救急救命士の現実 パラメディック119~すべては救命のために~

パラメディック119-すべては救命のために-

消防署の風景 No.2

パラメディック119消防署の風景消防署に何故かあるもの up data 2008.12.12

消防署に何故かあるもの

 消防署は24時間、同じ隊の仲間と寝食を共にするちょっと特殊な職場環境にあります。警防職の消防官は交代制で勤める訳ですから、3交代制なら単純に年間の1/3は職場の仲間と消防署っていう狭い空間で一緒に過ごす訳です。消防署の仲間は第2家族と言っても過言ではないでしょう。当然、24時間もいれば一緒に食事もするし、同じ寝室で眠ります。それなら消防署にあったってちっともおかしくない物ですが、こんな使い方がされているなんてみなさんはご存知でしょうか?

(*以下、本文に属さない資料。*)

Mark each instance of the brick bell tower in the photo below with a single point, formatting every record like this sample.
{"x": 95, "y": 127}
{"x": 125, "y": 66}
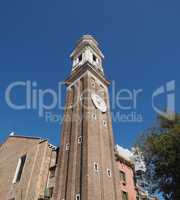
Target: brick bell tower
{"x": 86, "y": 166}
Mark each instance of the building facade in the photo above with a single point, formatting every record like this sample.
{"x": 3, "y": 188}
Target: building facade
{"x": 85, "y": 166}
{"x": 26, "y": 168}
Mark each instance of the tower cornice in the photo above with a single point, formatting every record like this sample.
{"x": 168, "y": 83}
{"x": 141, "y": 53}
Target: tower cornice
{"x": 87, "y": 66}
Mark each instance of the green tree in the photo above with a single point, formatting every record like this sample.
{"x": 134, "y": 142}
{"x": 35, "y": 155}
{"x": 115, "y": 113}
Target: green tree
{"x": 160, "y": 146}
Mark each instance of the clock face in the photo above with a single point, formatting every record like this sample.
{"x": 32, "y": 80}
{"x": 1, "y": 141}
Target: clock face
{"x": 99, "y": 102}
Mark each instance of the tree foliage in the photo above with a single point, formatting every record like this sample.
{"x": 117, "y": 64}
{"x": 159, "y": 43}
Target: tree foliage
{"x": 161, "y": 149}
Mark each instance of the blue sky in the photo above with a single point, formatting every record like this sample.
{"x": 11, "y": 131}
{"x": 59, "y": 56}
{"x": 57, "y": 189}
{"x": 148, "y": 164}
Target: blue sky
{"x": 140, "y": 40}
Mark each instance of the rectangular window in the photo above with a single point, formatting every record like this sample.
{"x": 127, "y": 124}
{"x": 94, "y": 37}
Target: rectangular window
{"x": 124, "y": 195}
{"x": 77, "y": 196}
{"x": 123, "y": 177}
{"x": 51, "y": 191}
{"x": 79, "y": 139}
{"x": 67, "y": 147}
{"x": 96, "y": 168}
{"x": 94, "y": 58}
{"x": 52, "y": 171}
{"x": 109, "y": 172}
{"x": 80, "y": 58}
{"x": 19, "y": 169}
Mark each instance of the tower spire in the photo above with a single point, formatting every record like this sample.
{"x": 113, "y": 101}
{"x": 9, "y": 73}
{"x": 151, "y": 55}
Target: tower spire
{"x": 87, "y": 50}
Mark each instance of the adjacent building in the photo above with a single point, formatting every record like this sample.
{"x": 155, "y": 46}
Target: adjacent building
{"x": 27, "y": 168}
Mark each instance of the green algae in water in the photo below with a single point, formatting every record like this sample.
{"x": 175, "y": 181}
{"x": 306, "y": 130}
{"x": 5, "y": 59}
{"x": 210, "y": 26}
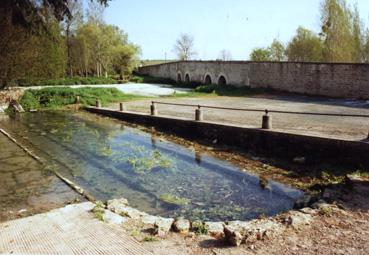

 消防車、救急車、2台の緊急車両が消防署の車庫に戻ってきました。
救急隊員「オーライ!オーライ!ストーップ!」
消防隊長「お疲れさん!」
消防隊員「お疲れ様でした」
救急隊員「お疲れ様でした」
消防隊と救急隊の同時出場、意識も呼吸もないという方の下へと出場してきた帰りです。救急現場への消防隊の同時出場では、消防隊は救急隊の活動のサポートを行い、救急隊は医療機関へ搬送する訳ですから同時に帰ってくるなんてことはありません。出場しなかった別の隊の新人消防士が車庫に走ってきました。
新人「お疲れ様でした、これ持ってきましたよ!」
消防隊長「おう!気が利くじゃないか、サンキュ!」
新人「はい、背中にも」
救急隊長「こっちも頼むよ」
新人「はい、振りますよ」
救急機関員「ありがとう、救急車にも振っておいてくれよ」
新人「分かりました」

 24時間共に過ごす第2家族の場所、消防署で新人が気を利かせることはとても大切です、私はよく気が利かないと怒られていましたが…。それにしても配属してまだたった数ヶ月の新人がこんなことに気が利くと言うのだから…。
救急隊員「消防士ってのは人命救助するものだと思っていただろ?」
新人「ええ」
救急隊員「やっぱり危機一髪のところを助け出すカッコいい仕事だと思った?」
新人「ええまあ」
救急隊員「それも本当だけど、やっぱり現実はそんなの一握りだよな、消防署の車庫でこんなことしているって思わなかっただろ?」
新人「思いませんでしたよ」
救急隊員「オレも思わなかった…、続きませんようにって願掛けだよな」
新人「ですね、あんまり効果はなさそうだけど」
救急隊員「そうだね、それでもオレにも頼むよ」
新人「はい、背中に振りますよ」

 意識も呼吸もない方は私たちが駆けつけた時、すでに全身に硬直が及び全身に死斑が出ている状態でした。本来、死亡の確認は医師でしか行えないのですが、社会通念上、一般常識的に「死」と判断できる状態であったため警察官に申し送り、消防隊と救急隊は同時に引き揚げてきたのでした。気が利く新人消防士が持ってきたのは塩、お清めの塩です。どこの消防署の車庫や通信室にも小さな容器に入った塩が用意されています。無線を聞いていた新人は傷病者が亡くなっていたことを聞いて、塩を用意して私たちの帰りを待っていたのでした。生のために、人命救助のためにいる私たち消防官、でもそれは裏返せば死に直面するということ。どんな仕事も数多くの失敗や課題の繰り返しがキラリと光る成功を支えているように、私たちの仕事も劇的な人命救助は一握り、日常は死との直面の繰り返しです。新人だってこんな現実にも数ヶ月で慣れてしまう、いや、慣れないとやっていられない。

 また消防署に出場ベルが鳴り響きました。
救急隊員「ああぁぁ…」
新人「お清めをしておしまいですね」
救急隊員「本当、事務室に上がることもできないよ…、これさっきの出場の記録表、机に上げておいて」
新人「分かりました、お疲れ様です」
出場指令が鳴り響きます。「消防隊、救急隊出場、○町○丁目男性は呼びかけに反応がないとの事」
救急機関員「休憩する時間もありゃしないぜまったく!」
消防隊、救急隊の機関員が地図を持って走ってきました。このお清めが効いていますように、今度こそ生の現場でありますように。